The crisis deepened as yields on investments in western countries rose in 2022 due to interest rate hikes aimed at calming down inflation, said market operators.
Not only Bangladesh but also other frontier markets saw withdrawal of foreign investments that year to divert funds into higher yielding markets.
The outflow of funds persisted as of July this year though share transactions came down significantly since the floor price made buy-sell of shares almost impossible. As a result, the market turnover dropped drastically.
The present market scenario hardly reminds us of the rosy picture in 2012-2017. The net position of foreign portfolio investment was positive for the six years in a row, meaning more money flowed in than out.
The DSE introduced the broad index DSEX in January 2013 with a base of 4,055 points replacing the previous benchmark index DGEN.
From the time until December 2017, the DSEX went up 54 per cent, or 2,189 points, to 6,244 points.
In 2017, blue chip securities were rising high and that attracted investments in those stocks.
The daily average turnover was recorded at Tk 8.74 billion in 2017, which slumped to Tk 5.51 billion in 2018.
Managing Director of Prime Bank Securities Md. Moniruzzaman said increased liquidity flow in the country's stock market in 2013 had attracted huge foreign investments.
Chief Executive Officer (CFO) of BRAC EPL Stock Brokerage Ahsanur Rahman factored in a policy decision apart from the market's rally at the time.
He said the central bank allowed local brokerage firms to share their commission with foreign stock brokers in 2013, which encouraged investors abroad to put money in Bangladesh's stock market.
However, before anything else foreign investors like to see liquidity flow in a market. Market rallies and high turnover volumes in the DSE until 2018 played as luring factors.
The flow of money went in reverse since 2018. The broad index DSEX declined 869 points or 14 per cent in the year. The following year, the index dipped 1,013 points or 18 per cent.
Moniruzzaman said frontier markets had gone through depressed periods both in 2018 and 2019. Foreign investors did not consider many of these markets, including Bangladesh, as lucrative spots for investments.
Also, when the weaknesses of the banking sector were laid bare, substantial amount of money was withdrawn from bank stocks in 2020, Moniruzzaman added.
The year also witnessed the imposition of the stock price movement restriction for the first time.
In 2020, the DSE saw the highest total sale amounting to Tk 65 billion from foreign portfolios against purchases worth Tk 39 billion, despite the fact that the broad index advanced 949 points or 21 per cent in the year.
The floor price introduced in March 2020 hampered price discovery. On top of that a disruption in the global supply chain for Covid brought down foreign investments in the market.

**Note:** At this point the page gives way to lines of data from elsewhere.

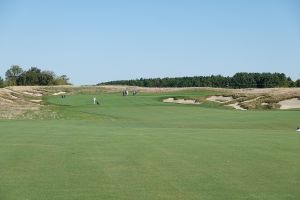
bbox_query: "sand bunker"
[278,98,300,110]
[163,98,201,104]
[52,92,66,96]
[23,92,43,97]
[206,96,233,103]
[30,99,42,103]
[226,103,247,110]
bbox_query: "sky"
[0,0,300,85]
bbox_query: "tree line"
[0,65,70,87]
[97,72,300,88]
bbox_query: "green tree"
[295,79,300,87]
[5,65,23,85]
[0,76,4,88]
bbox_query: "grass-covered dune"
[0,91,300,200]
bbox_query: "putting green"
[0,91,300,200]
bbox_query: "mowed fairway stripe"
[0,94,300,200]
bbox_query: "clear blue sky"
[0,0,300,84]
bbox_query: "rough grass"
[0,91,300,200]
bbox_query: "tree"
[295,79,300,87]
[5,65,23,85]
[0,76,4,88]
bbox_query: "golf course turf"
[0,91,300,200]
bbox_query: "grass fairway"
[0,91,300,200]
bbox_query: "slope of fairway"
[0,92,300,200]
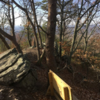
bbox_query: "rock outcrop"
[0,49,36,88]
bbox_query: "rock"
[0,49,36,88]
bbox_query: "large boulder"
[0,49,36,88]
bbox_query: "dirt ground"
[0,48,100,100]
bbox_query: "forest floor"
[0,48,100,100]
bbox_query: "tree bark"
[46,0,57,69]
[30,0,43,48]
[0,34,10,49]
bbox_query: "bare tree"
[46,0,57,68]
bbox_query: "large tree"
[46,0,57,68]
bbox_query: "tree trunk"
[11,39,23,53]
[27,26,32,47]
[31,0,43,48]
[46,0,57,69]
[0,34,10,49]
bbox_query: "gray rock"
[0,49,36,88]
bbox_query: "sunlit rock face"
[0,49,36,88]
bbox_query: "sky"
[8,0,100,26]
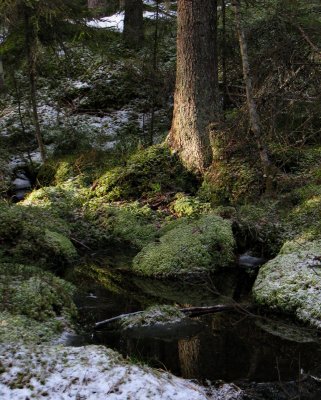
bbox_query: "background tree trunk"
[24,9,46,162]
[87,0,106,8]
[232,0,272,192]
[168,0,220,171]
[124,0,144,49]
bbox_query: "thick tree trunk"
[0,57,4,89]
[232,0,272,192]
[24,10,46,162]
[168,0,220,172]
[124,0,144,49]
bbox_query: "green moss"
[233,201,286,257]
[95,145,195,201]
[133,215,234,277]
[198,159,262,206]
[287,185,321,240]
[68,264,123,293]
[253,241,321,327]
[0,264,76,321]
[81,202,159,248]
[44,229,77,260]
[170,193,211,217]
[0,311,63,344]
[0,203,76,267]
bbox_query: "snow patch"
[0,345,214,400]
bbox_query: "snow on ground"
[0,345,222,400]
[87,11,125,32]
[87,6,176,32]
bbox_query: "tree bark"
[168,0,220,172]
[232,0,272,192]
[87,0,106,9]
[124,0,144,49]
[24,9,46,162]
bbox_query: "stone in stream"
[238,253,266,268]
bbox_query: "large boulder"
[253,240,321,328]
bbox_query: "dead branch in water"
[94,304,254,329]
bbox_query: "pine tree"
[168,0,220,171]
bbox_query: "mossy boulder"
[170,193,211,217]
[286,184,321,241]
[0,203,77,268]
[0,263,76,321]
[95,145,196,201]
[0,263,77,343]
[84,202,160,249]
[253,240,321,328]
[0,311,64,344]
[133,214,234,277]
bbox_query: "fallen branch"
[94,304,254,329]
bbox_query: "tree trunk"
[0,57,4,89]
[168,0,220,172]
[24,10,46,162]
[232,0,272,192]
[87,0,106,9]
[124,0,144,49]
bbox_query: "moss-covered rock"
[287,184,321,240]
[133,214,234,277]
[84,202,160,249]
[0,203,77,268]
[170,193,211,217]
[0,263,77,343]
[95,145,196,201]
[0,311,64,344]
[253,241,321,328]
[0,263,76,321]
[198,158,263,206]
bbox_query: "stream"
[70,253,321,399]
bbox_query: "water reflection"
[73,270,321,382]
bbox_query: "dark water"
[71,264,321,383]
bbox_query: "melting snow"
[0,345,218,400]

CEO of BRAC EPL, Mr. Rahman said he had observed a rise in participation in August this year. "Many of them [foreign investors] requested us to arrange meetings with good companies."
In January this year, sales of Tk 1.35b, the highest, were recorded while purchases were worth Tk 212.61 million.

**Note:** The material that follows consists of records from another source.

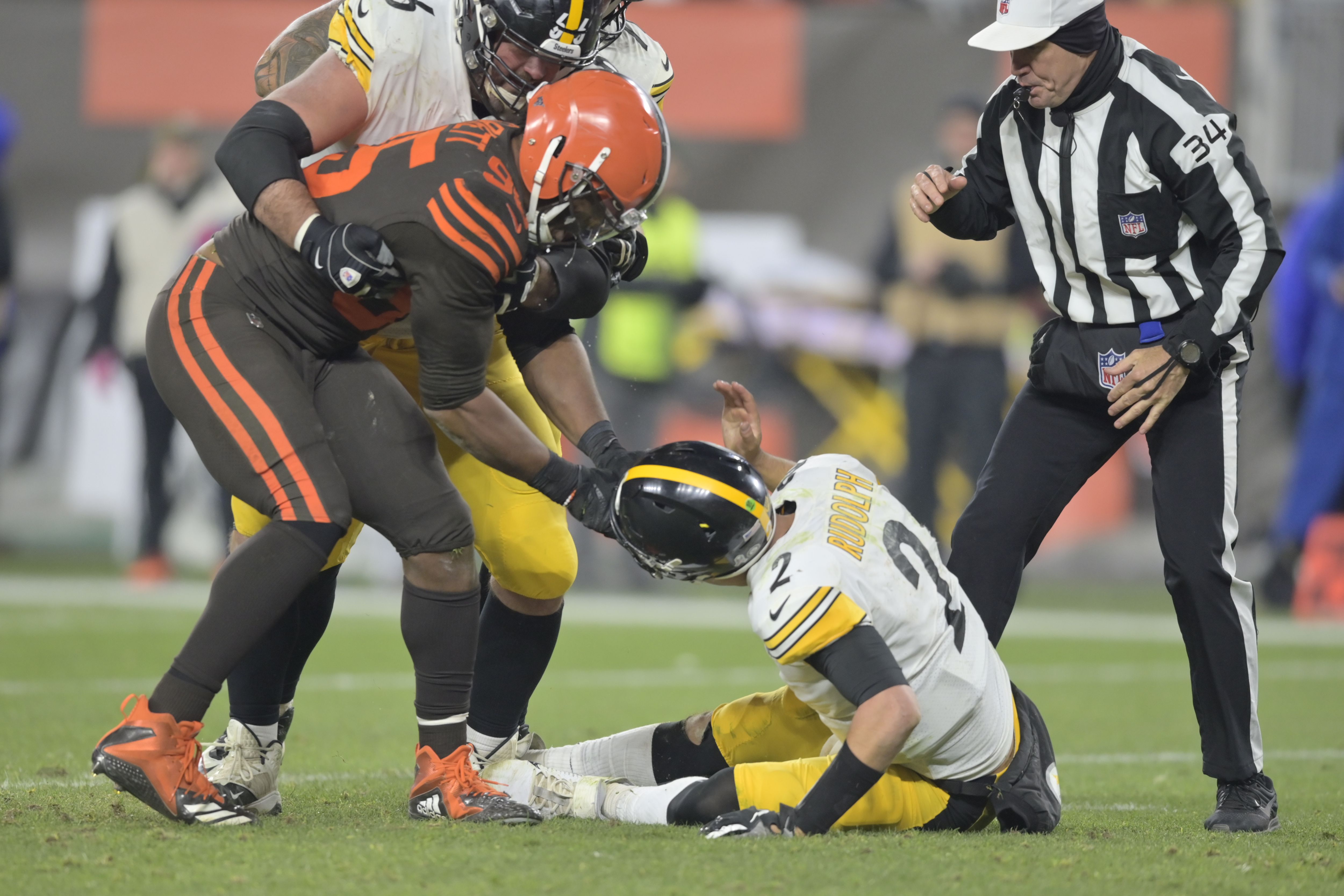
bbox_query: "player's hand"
[700,806,805,840]
[910,165,966,223]
[714,380,761,463]
[298,215,402,296]
[564,466,621,539]
[1106,345,1189,435]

The stock brokers said foreign investors fixed their allocations of new investments for frontier and emerging markets at the beginning of a year.
"Sell and buy of substantial amounts are executed in this month to rebalance foreign portfolios," said Salim Afzal Shawon, head of research at BRAC EPL Stock Brokerage.
Then in February, global investment research firm Morgan Stanley Capital International (MSCI) in its latest quarterly review announced its decision to bring no change in measuring Bangladeshi stocks' performance in its frontier markets' index.
The decision was made due to the deterioration of liquidity situation for the floor price. If a country's stock performance is not reviewed by the MSCI, many foreign portfolio investors are unable to understand what is happening in that market.
In consequence, the month saw the highest negative position of Tk 1.24 billion in foreign transactions. The DSE's daily turnover volumes hovered between Tk 2.31 billion and Tk 5.81 billion in February.
A sort of recovery began in March but that did not last long.